In the next two weeks, more women will compete in London than had been in every Olympics combined before Title IX’s passage. That’s not a coincidence. Polls show that 80 percent of Americans support Title IX, and it’s easy to see why.
“It’s all about timing, for me to grow up and have so many opportunities,” says Zagunis, the fencer. “And to have it be no question. It wasn’t, ‘If I will play;’ it’s, ‘What sport will I play?’ ”
PROGRESS NEEDED
Serena Williams has earned more than $38 million, and that’s just for playing tennis.

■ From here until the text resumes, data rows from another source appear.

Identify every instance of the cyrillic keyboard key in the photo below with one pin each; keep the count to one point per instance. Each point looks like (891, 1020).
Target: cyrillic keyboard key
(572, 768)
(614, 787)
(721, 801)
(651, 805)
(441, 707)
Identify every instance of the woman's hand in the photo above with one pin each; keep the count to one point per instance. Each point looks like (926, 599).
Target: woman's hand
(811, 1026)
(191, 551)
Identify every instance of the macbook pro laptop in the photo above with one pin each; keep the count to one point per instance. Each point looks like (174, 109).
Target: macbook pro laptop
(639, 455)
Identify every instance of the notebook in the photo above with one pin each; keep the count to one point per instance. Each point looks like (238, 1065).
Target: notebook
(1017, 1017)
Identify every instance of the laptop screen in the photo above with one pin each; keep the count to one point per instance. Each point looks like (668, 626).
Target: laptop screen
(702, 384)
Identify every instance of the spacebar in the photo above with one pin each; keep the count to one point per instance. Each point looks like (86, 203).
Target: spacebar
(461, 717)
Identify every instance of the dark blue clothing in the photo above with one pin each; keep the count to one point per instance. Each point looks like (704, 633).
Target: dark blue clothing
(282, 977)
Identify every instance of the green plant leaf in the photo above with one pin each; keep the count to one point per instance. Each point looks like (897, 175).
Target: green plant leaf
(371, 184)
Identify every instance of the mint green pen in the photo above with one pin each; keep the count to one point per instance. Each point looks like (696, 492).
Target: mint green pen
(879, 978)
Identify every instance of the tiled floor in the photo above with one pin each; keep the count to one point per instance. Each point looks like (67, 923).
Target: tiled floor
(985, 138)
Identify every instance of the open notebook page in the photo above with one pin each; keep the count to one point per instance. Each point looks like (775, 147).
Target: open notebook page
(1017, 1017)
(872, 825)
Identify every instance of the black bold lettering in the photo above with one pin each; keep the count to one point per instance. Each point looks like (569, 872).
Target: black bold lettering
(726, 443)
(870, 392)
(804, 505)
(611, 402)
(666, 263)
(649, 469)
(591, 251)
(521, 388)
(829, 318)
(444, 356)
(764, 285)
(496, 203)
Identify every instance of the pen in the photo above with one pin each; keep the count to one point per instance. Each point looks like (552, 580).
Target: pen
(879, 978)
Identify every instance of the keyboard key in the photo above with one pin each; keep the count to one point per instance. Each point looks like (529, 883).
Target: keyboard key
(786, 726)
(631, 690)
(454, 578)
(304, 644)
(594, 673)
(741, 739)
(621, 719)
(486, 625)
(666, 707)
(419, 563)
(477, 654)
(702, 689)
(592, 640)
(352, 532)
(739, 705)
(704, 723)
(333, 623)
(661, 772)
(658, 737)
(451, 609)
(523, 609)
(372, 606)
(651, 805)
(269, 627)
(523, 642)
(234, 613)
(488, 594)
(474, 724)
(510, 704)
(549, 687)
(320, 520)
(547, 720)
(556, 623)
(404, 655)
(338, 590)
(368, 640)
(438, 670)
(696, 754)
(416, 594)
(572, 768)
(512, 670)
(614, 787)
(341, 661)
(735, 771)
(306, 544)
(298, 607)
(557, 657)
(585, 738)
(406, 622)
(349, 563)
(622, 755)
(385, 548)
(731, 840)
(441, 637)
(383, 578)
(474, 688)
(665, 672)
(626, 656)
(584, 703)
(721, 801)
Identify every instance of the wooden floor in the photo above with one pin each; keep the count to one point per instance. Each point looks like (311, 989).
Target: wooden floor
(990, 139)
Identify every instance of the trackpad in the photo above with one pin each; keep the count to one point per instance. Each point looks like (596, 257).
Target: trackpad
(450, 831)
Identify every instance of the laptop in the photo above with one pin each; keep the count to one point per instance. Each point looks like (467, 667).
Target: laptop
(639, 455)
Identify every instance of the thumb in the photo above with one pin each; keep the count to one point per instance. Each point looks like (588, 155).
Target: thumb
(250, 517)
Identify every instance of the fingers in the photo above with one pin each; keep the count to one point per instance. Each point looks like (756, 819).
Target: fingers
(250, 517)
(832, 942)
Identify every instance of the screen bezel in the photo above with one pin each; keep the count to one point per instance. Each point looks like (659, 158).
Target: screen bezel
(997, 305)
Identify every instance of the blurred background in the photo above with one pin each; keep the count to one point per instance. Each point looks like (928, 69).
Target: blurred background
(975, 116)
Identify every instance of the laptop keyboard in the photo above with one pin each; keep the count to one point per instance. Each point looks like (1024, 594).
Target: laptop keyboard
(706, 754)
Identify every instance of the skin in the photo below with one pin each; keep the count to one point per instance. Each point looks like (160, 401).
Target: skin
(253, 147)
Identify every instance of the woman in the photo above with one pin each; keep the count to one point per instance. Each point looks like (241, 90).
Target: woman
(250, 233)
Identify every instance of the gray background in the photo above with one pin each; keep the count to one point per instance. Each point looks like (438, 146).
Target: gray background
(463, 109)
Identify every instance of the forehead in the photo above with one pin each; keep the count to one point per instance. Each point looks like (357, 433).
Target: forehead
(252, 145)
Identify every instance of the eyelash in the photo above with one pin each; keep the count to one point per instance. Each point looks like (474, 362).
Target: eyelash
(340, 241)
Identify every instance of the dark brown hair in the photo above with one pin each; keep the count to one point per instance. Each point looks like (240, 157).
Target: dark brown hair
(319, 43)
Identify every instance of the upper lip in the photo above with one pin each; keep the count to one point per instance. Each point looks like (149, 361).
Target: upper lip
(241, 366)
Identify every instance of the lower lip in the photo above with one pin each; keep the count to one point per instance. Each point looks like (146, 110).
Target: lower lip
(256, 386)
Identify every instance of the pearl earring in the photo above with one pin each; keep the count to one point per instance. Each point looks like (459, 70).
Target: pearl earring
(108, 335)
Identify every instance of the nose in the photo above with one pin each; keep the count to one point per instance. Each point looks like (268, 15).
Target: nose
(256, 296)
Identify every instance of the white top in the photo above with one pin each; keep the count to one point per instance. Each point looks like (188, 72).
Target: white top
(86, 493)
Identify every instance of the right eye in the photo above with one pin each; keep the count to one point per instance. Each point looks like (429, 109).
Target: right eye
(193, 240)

U.S. women’s soccer has turned into a star-maker that would’ve been impossible to imagine 40 years ago, catapulting Hope Solo and Alex Morgan into commercials and higher tax brackets.
Male athletes are still generally more marketable than female athletes, but Title IX pushed America, and America is pulling up the rest of the world.
In 2000, a little over a year after showing the world her sports bra when the U.S. team won the Women’s World Cup, Brandi Chastain proudly pointed out the good side of losing the Olympic gold-medal soccer game to Norway. The fact that the match had been such a high-profile event proved that women’s sports were progressing.
The most important aspect of this isn’t the athletic achievements, as admirable as they may be, but what those achievements have fostered in our culture. Sports is a great machine for social progress — witness Jackie Robinson’s role in the Civil Rights movement.
“What we are seeing with the London Olympics is a reflection of the growth and impact of Title IX,” Billie Jean King, the tennis icon and a leading voice for women’s sports, told reporters recently. “We now have a stronger foundation for future generations of female Olympians, and we need to remain committed to sustaining this movement and the progress we are making, here in the USA and globally.”
That last part is important. For all the progress that’s been made, more is still needed.
Medals collected by female athletes and teams in London over the next 17 days will help.
Storylines might come from Claressa “T-Rex” Shields, a 17-year-old boxer from Flint, Mich. Women’s boxing was added to the Olympics for the first time this year, and Shields is the youngest on the inaugural American squad.